Editorial Candaya, Canet de Mar 2004, 246 páginas

   En Candaya, un pequeño pero selecto sello editorial que toma su nombre de quijotescos reinos fantásticos y que nace para luchar desde la modestia contra aquellos maleficios que condenan al ostracismo a muchos escritores, hace su debut en el género novelesco Javier Martín, un narrador apenas conocido pero que se perfila como un verdadero autor de culto y es uno de los grandes descubrimientos literarios de hace unos años. La novela con la que se estrena, Morir en agosto, no deja dudas de su admiración por Roberto Bolaño, Enrique Vila – Matas y Javier Marías, así como de su empeño por cuestionar las fronteras de la ficción narrativa.
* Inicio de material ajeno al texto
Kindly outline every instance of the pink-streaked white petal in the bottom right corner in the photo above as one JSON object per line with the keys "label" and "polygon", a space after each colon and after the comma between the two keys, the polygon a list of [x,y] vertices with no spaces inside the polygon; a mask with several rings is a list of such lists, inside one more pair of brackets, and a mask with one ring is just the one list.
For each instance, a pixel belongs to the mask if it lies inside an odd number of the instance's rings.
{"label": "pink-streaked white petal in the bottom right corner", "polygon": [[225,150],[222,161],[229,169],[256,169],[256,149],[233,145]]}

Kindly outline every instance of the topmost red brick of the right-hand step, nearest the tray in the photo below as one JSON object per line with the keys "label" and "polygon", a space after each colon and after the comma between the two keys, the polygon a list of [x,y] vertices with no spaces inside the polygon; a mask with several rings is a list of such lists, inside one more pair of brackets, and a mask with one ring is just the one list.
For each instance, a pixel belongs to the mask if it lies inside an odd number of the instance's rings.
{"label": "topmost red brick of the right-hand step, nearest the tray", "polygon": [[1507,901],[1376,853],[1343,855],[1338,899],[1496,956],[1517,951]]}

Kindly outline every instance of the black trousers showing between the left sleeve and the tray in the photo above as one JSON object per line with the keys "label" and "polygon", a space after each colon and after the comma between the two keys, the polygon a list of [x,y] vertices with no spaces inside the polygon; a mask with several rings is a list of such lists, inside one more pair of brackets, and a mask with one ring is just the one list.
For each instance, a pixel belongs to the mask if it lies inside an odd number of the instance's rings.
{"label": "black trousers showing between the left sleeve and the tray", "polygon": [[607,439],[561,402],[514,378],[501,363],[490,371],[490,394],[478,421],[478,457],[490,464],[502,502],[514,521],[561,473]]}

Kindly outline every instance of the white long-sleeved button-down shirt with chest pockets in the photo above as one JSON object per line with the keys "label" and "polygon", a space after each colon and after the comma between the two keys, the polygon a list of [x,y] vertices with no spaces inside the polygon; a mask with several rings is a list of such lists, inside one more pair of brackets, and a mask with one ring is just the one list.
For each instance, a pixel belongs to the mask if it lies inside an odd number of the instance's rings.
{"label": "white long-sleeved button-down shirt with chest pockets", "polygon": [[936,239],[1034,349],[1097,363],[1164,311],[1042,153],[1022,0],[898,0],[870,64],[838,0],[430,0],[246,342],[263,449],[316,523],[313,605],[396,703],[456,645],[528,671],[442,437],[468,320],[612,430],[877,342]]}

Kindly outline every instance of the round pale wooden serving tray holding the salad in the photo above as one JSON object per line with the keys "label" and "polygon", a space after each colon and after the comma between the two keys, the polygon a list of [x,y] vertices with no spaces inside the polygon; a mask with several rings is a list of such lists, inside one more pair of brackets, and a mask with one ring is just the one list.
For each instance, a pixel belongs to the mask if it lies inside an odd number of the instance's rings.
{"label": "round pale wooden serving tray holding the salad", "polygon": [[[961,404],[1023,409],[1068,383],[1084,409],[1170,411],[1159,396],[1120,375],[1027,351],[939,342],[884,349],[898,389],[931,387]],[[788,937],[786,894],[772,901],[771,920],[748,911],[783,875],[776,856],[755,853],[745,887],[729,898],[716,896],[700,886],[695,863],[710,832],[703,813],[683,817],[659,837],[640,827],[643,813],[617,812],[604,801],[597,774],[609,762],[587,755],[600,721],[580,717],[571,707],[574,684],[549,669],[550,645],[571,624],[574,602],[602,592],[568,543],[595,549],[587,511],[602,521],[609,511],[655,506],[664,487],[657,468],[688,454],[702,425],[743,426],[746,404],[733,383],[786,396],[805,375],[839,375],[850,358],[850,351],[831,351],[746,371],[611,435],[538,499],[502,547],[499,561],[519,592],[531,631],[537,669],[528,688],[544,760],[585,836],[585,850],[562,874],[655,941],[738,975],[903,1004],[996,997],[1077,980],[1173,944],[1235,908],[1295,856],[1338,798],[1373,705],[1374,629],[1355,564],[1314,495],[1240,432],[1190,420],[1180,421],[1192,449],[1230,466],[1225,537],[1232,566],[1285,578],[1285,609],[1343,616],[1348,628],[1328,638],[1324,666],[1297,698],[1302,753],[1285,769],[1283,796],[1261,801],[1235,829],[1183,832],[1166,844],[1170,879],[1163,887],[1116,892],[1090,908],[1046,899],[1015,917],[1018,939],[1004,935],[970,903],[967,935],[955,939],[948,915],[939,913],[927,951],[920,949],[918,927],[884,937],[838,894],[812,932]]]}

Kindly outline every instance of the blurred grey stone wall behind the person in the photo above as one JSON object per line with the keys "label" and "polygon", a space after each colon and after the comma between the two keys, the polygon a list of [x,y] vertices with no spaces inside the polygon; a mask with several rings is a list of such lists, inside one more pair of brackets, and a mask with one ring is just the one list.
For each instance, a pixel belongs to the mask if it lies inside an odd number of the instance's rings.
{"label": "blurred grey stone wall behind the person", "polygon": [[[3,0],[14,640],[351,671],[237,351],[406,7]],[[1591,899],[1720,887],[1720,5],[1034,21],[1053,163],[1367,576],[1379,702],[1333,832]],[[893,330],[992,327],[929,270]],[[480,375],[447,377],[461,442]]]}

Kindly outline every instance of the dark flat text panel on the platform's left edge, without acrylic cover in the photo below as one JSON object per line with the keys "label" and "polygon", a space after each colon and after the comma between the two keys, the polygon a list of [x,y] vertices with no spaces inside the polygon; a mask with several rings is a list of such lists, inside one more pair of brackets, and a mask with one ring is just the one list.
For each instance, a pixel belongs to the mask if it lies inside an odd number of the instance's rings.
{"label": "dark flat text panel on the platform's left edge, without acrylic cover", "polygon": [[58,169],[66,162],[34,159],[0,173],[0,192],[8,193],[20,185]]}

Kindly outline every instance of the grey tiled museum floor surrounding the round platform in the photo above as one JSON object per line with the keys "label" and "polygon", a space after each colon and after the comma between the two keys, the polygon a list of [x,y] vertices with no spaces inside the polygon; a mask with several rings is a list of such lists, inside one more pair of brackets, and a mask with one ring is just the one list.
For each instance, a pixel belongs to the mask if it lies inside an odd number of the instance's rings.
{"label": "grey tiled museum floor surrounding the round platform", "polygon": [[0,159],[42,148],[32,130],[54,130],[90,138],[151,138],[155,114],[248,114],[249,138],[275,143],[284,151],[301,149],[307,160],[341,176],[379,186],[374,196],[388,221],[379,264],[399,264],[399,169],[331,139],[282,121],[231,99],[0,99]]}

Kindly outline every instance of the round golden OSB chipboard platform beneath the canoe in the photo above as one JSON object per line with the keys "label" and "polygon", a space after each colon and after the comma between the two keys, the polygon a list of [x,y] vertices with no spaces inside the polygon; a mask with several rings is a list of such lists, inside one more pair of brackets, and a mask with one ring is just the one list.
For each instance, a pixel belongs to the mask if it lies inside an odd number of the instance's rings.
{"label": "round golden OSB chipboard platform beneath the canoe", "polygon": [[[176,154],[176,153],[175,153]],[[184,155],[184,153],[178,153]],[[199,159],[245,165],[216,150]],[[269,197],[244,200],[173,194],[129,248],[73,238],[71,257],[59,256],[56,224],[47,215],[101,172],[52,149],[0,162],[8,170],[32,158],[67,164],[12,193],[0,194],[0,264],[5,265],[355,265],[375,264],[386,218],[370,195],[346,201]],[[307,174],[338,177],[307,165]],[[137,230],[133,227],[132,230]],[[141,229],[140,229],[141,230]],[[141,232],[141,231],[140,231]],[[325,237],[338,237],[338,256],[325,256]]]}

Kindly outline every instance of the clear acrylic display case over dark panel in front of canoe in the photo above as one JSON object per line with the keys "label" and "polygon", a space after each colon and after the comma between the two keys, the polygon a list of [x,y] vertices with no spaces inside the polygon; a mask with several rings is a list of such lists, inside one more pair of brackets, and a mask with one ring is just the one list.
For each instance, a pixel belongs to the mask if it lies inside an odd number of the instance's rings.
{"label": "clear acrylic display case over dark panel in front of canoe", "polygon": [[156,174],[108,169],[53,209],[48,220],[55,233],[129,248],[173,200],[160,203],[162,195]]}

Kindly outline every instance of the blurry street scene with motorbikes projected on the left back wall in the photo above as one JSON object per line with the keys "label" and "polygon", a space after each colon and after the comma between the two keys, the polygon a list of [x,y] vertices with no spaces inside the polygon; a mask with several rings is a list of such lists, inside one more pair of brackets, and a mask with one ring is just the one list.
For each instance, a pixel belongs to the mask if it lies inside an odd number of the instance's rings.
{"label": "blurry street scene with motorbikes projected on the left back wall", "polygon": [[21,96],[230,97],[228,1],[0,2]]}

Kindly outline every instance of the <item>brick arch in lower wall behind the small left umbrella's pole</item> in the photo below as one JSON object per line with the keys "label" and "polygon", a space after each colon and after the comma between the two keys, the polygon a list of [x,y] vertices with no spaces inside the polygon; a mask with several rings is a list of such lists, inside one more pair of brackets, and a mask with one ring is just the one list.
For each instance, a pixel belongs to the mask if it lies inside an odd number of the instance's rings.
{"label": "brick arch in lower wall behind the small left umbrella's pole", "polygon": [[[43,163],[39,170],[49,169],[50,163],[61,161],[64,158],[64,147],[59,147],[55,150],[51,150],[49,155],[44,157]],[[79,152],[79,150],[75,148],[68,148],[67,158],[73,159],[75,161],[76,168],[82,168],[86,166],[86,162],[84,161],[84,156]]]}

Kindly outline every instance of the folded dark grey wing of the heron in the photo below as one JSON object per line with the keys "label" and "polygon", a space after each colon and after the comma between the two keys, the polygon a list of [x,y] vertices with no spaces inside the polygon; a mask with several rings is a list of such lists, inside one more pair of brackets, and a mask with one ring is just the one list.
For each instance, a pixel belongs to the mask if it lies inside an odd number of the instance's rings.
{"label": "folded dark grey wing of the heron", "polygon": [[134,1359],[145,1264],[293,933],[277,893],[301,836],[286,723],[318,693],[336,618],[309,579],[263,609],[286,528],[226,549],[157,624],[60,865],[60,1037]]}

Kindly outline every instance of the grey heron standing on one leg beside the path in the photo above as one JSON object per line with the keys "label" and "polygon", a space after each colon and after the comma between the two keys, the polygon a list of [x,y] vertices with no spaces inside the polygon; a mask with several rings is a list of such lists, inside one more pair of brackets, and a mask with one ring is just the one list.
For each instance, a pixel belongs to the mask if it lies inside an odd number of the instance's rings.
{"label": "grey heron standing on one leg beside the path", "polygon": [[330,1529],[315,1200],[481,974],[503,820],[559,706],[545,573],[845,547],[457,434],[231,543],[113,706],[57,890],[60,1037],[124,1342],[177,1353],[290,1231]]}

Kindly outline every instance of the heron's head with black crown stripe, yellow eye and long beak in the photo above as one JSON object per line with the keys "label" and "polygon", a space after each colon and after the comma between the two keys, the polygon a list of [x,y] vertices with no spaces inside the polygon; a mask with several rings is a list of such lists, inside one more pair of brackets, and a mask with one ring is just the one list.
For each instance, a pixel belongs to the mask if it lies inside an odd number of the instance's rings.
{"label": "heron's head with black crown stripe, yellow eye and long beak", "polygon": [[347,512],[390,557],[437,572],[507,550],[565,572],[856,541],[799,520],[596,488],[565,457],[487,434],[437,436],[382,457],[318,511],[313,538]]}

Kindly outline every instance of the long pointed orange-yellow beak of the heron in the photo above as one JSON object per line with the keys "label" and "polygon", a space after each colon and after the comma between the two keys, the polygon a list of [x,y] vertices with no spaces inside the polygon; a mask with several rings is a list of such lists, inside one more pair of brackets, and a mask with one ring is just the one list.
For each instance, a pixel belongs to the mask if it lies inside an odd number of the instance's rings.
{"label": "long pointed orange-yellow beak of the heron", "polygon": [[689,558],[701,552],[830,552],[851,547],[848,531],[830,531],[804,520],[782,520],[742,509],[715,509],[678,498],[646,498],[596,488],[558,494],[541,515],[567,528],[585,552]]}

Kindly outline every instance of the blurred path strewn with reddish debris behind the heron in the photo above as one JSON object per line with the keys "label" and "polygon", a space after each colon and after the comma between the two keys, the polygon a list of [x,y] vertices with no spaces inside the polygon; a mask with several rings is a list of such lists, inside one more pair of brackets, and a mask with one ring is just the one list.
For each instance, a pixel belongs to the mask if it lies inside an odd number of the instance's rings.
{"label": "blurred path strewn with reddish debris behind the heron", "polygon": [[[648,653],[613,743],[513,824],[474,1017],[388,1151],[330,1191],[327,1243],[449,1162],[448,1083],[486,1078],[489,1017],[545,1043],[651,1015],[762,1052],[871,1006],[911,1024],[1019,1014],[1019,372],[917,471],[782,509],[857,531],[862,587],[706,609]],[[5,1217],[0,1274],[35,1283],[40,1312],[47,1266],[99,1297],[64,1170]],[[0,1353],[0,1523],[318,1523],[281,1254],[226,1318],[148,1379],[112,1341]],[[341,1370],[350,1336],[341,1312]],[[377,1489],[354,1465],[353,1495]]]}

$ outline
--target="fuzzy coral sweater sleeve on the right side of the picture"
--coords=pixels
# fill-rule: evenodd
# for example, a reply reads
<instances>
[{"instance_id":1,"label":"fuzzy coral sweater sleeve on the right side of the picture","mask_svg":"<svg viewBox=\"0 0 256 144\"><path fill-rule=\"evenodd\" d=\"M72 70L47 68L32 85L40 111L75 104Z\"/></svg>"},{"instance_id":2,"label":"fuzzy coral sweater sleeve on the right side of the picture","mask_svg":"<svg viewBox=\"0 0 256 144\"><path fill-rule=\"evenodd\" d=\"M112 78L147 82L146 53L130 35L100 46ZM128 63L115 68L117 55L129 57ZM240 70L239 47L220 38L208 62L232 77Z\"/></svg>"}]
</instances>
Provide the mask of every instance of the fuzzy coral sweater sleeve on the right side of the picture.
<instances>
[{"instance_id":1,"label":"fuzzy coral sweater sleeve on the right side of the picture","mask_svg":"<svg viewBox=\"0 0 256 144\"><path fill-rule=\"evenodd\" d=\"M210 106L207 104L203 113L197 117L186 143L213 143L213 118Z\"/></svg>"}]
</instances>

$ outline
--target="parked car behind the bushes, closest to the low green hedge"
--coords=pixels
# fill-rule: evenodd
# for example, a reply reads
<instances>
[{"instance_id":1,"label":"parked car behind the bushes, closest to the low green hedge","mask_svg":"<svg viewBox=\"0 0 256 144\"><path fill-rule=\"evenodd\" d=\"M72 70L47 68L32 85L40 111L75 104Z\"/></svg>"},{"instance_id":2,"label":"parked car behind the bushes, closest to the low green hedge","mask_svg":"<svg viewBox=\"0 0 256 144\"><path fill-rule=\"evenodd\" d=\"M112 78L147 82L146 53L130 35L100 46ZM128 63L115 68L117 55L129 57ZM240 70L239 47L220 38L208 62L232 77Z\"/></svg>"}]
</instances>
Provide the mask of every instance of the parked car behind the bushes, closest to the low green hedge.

La realidad y la ficción se mezclan de hecho en buena parte de esta novela y entre los personajes de la misma se encuentran, no por arte de magia, sino para vagar a la deriva, distintos escritores actuales. Entre todos ellos, Santos Puebla, un raro espécimen  de la fauna de los “bartleby”, escritores que no escriben, que han dejado de hacerlo ante la convicción de que la tarea resulta inútil e imposible.

   La novela es sin embargo la de un escritor que, a pesar de mantener esa creencia, pretende escribir pero acepta de antemano sus fracasos y opta por permitir que sean sus personajes los que escriban la obra. La novela, no obstante, no ofrece respuestas claras y contundentes a los interrogantes sobre la inutilidad de la escritura.


   Es Santos Puebla quien dedica sus esfuerzos a tramar una novela de la que todo el mundo habla, pero que nadie ha leído porque está sin escribir. Son entonces sus personajes los que determinan llevar a cabo la tarea. Hay una verdad terrible de la que huye el protagonista, algo que ocurrió una lejana tarde de verano en 1969 que acaba bruscamente con la infancia de Santos Puebla y de su hermano Juan. Para alejarse de ella, el protagonista trabaja como diplomático en lugares cada vez más remotos. Empresa imposible porque la verdad está construida de tiempo y no resulta factible olvidarla voluntariamente. Pero intentará reconstruirla a través de la escritura que es capaz de elaborar refinadas mentiras con palabras.
Javier Martín
   Descubrir cuál es esa verdad secreta convierte a Morir en agosto en una novela de intriga que se enfrenta con los perturbadores enigmas que esconde la existencia humana. Al final, conoceremos la problemática ruta existencial del protagonista por las pesquisas de su hermano que levanta finalmente la novela que aquel no fue capaz de escribir. Para ello, convocará a diversos personajes, entre ellos el propio Santos Puebla, que le entregarán la llave de sus recuerdos sobre el escritor diplomático sumido en el mal del estado de no escritor.
   Novela de estructura fragmentaria que demanda un lector activo, un pacto con el narrador. Amparada y bien amparada según el prologuista, Vila – Matas, en Los detectives salvajes de Bolaño, Morir en agosto con prosa precisa y diáfana rinde homenaje a la literatura, representada por escritores “desarraigados y a la deriva”, que surgen como interlocutores de un narrador que poco a poco se va evaporando, y nos hacen llegar sus reflexiones, lúcidas pero inquietantes, sobre el proceso y el sentido de la escritura. Novela pues seductora para aquellos lectores refinados dispuestos a alimentarse con una narrativa que cada vez es más metanarrativa y juega con las fronteras de la realidad y la ficción.